I had a quick count-up. I've got about 40 or 50 username/password combos in my private life (and still more for my work, which thankfully uses a secure password system. Phew.) So when I recently learned that 40% of us would rather scrub a toilet than change a password, whilst I concede that it may depend on the state of the toilet, I'd go along with that. It would be quicker and more satisfying to wipe the porcelains of an entire tower block than have to systematically hunt down and change them all.
And yet I think I may soon have to. In a frightening article, The Guardian tells us that the password system many secure sites would have us use (a string of characters and digits) ironically makes us more susceptible to hackers, rather than less. Because not many of us can remember truly random strings like %Thy77Ka1loB5f, we have instead a tendency to use Hopele55ly e@5y-2-gu3ss pseudo-words. Our security questions are laughable. What high school did I attend? Check out LinkedIn. My birthday? Facebook. There really isn't so much about us which can't be parsed together.
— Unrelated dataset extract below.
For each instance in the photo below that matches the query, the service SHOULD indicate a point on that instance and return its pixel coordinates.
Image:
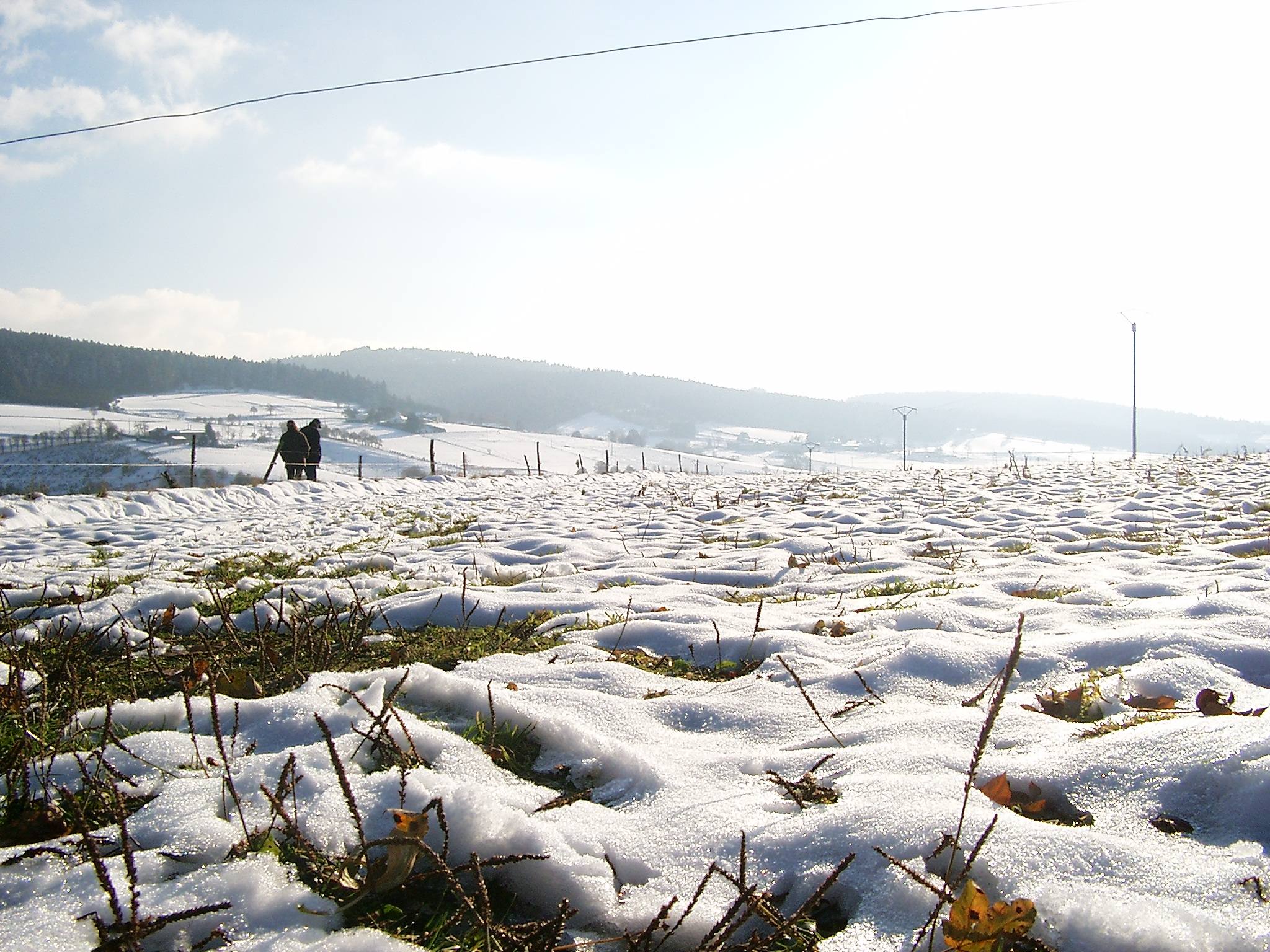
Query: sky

Because we have so many passwords to remember, and we are told not to record them anywhere, we end up using the same one for everything. Security is a matter of trade offs. The cryptographer Bruce Schneier, an advocate of writing down passwords, points out that most of us are pretty good at maintaining the security of small scraps of paper in the house. Hmm. I'm not entirely sure that a 'scrap' of paper would be big enough for my needs. And rather than being stored somewhere safely in my house, this foolscap-sized document would need to be carried on my person at all times as I smart-phone, iPad and laptop my way through life (being constantly annoyed at not being able to copy & paste any more). Of course, at some stage, I will inevitably lose them. Ooops. The laws on fraud require you to properly protect your passwords: it's a lot harder trying to claim back the balance of your bank account if you're deemed to have been "grossly negligent" in protecting your passwords - and I'm guessing that writing them all on a big sheet of paper and leaving it in the pub is about as 'grossly negligent' as it gets.
Assuming that we are talking decryption and not keystroke reading, hackability is all about the length and complexity. Take a look at the infographic below, which shows the difference in time taken to hack a 6 character password with no symbol and a 10 character one with a symbol. (Answer: about 54 million centuries).
Which is why it makes an enormous amount of sense to use a password generator/keeper system such as Roboform Everywhere or LastPass: mobile access software which will generate and store devilishly long and complex passwords for you, and file them under one single password.
The downside? As there is NO retrieval system, this is one single password you will really, really need to remember, all by yourself. Put that scrap of paper away.